Охранник слегка оторопел, но автомата не убрал. Стас выскочил на берег и направился к палаткам, но страж перекрыл дорогу.

– Стой! Куда?

– Мне нужен начальник партии Гузь! – рявкнул Рассохин. – Где? Или начальник прииска!

– Там руководство! – громким шепотом проговорил охранник. – Не кричи, разбудишь…

– Слушай ты, хрен с горы! Поднимай свое руководство! Погорельцы человека похитили, женщину! Нужен вертолет!

Стражник наконец-то справился с замешательством, опять наставил автомат.

– Быстро отсюда! Бегом! Запретная зона! Посторонним вход воспрещен!

– Я тебе сейчас покажу посторонним! – Рассохин пошел в атаку, но в это время на палубе буксира возник Гузь.

– Рассоха? Ты что там орешь?

– Женю погорельцы увезли! – Он побежал к буксиру. – Надо поднимать вертолет!

– Какого Женю?..

– Женю Семенову, практикантку! Пока я тут шлиховал!..

– Тихо, не кричи! – Гузь сбежал по трапу на берег. – Кто? Куда увезли?

– Кержаки, погорельцы! Двое, пришли на обласах…

– Да перестань, что несешь? Какие погорельцы?..

– Те самые, что похитили Притворову на Сухозаломском!

Гусь наконец-то услышал его.

– Ты видел? Сам видел?

– Как увозили – не видел. Я здесь с лотком торчал!

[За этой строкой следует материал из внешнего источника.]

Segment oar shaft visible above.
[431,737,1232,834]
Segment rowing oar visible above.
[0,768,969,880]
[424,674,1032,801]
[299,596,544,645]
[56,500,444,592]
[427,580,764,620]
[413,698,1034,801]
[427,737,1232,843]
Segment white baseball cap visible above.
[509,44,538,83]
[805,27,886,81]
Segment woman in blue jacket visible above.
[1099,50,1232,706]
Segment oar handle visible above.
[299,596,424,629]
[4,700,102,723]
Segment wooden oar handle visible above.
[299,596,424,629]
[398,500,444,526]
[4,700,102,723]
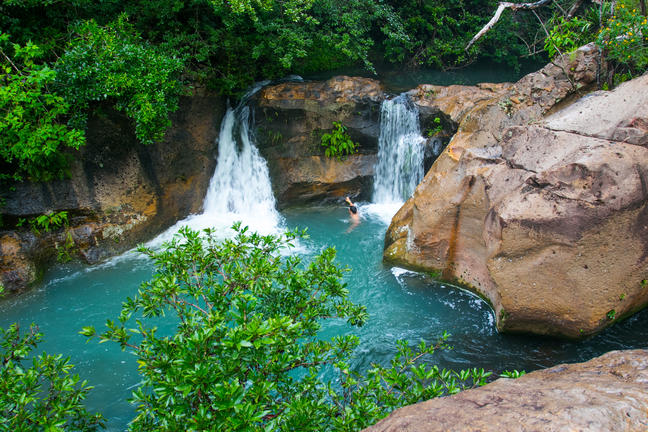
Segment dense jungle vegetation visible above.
[0,0,648,431]
[0,0,648,181]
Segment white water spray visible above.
[151,85,283,245]
[369,94,425,223]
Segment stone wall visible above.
[0,91,225,291]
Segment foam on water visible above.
[149,86,284,247]
[373,94,425,205]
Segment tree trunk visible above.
[464,0,552,51]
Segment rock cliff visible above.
[254,76,385,206]
[365,350,648,432]
[0,92,225,291]
[385,46,648,338]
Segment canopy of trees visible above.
[0,0,646,180]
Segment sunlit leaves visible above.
[86,225,490,432]
[56,15,183,144]
[0,324,104,432]
[0,33,85,180]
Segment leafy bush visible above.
[0,32,85,180]
[544,17,595,58]
[82,225,489,431]
[0,324,104,432]
[597,1,648,80]
[56,15,183,144]
[29,211,68,235]
[321,122,358,160]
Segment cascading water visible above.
[367,94,425,223]
[152,83,283,245]
[373,95,425,204]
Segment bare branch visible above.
[465,0,552,51]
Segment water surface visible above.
[0,204,648,431]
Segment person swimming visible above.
[345,197,358,217]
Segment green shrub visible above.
[56,15,184,144]
[0,32,85,181]
[0,320,104,432]
[597,1,648,81]
[81,225,489,431]
[544,17,595,58]
[322,122,358,160]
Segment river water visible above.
[0,82,648,431]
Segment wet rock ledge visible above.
[365,350,648,432]
[384,46,648,338]
[253,76,385,207]
[0,90,225,292]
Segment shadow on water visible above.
[304,61,544,93]
[0,203,648,430]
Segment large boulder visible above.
[385,47,648,338]
[0,91,225,291]
[254,76,385,206]
[366,350,648,432]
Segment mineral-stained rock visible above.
[254,76,385,206]
[385,47,648,338]
[0,91,225,291]
[366,350,648,432]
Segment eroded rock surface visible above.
[255,76,385,206]
[366,350,648,432]
[385,47,648,338]
[0,92,225,291]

– Ну, тихо, тихо. – Начальник партии был с похмелья и соображал плохо. – Дай подумать… С чего ты решил, что погорельцы?

– А кто?! Следы нашел, в броднях. Гнался до залома. Пока по берегу искал, у «Вихря» провода выдернули, шланг… Они недалеко, надо поднять вертолет! Лес голый, не скроются.

С буксира на шум прибежал Чурило в майке, тоже полез с бестолковыми расспросами, но в это время из палатки вышел седовласый, знакомый по газетам секретарь обкома.

– Ты кто? – спросил он Стаса.

– Рассохин, геолог.

– Когда похитили? – Он был краток – видимо, не спал и все слышал. – Сколько времени прошло?

– Часов десять назад. Но на заломе появились в половине первого ночи!

– Почему сразу не сообщил?

– Думал, сам догоню. По горячим следам.

Секретарь глянул на часы.

– Где пилоты? – спросил. – Будите, пусть поднимают машину.

И сразу все забегали. Секретарь застегнул рубашку, заправил в брюки.

– Что же ты, Рассохин, геолог, проворонил женщину?

Гусь глянул на него умоляюще, но выдавать его Стас и не собирался – не до того было.

– Отлучился на четыре часа, по делам, – буркнул он.

– Опять погорельцы… А знаешь, почему они женщин воруют?

Рассохин тогда ничего еще не знал о карательной экспедиции против кержаков Карагача, всякая информация была строго засекречена, поэтому сказал, что знал:

– Толк у них такой…

– Не толк, а наша бестолковщина! – сердито проговорил секретарь. – Послали дуболомов с пулеметом!.. Ладно, давай ищи женщину! Может, и повезет.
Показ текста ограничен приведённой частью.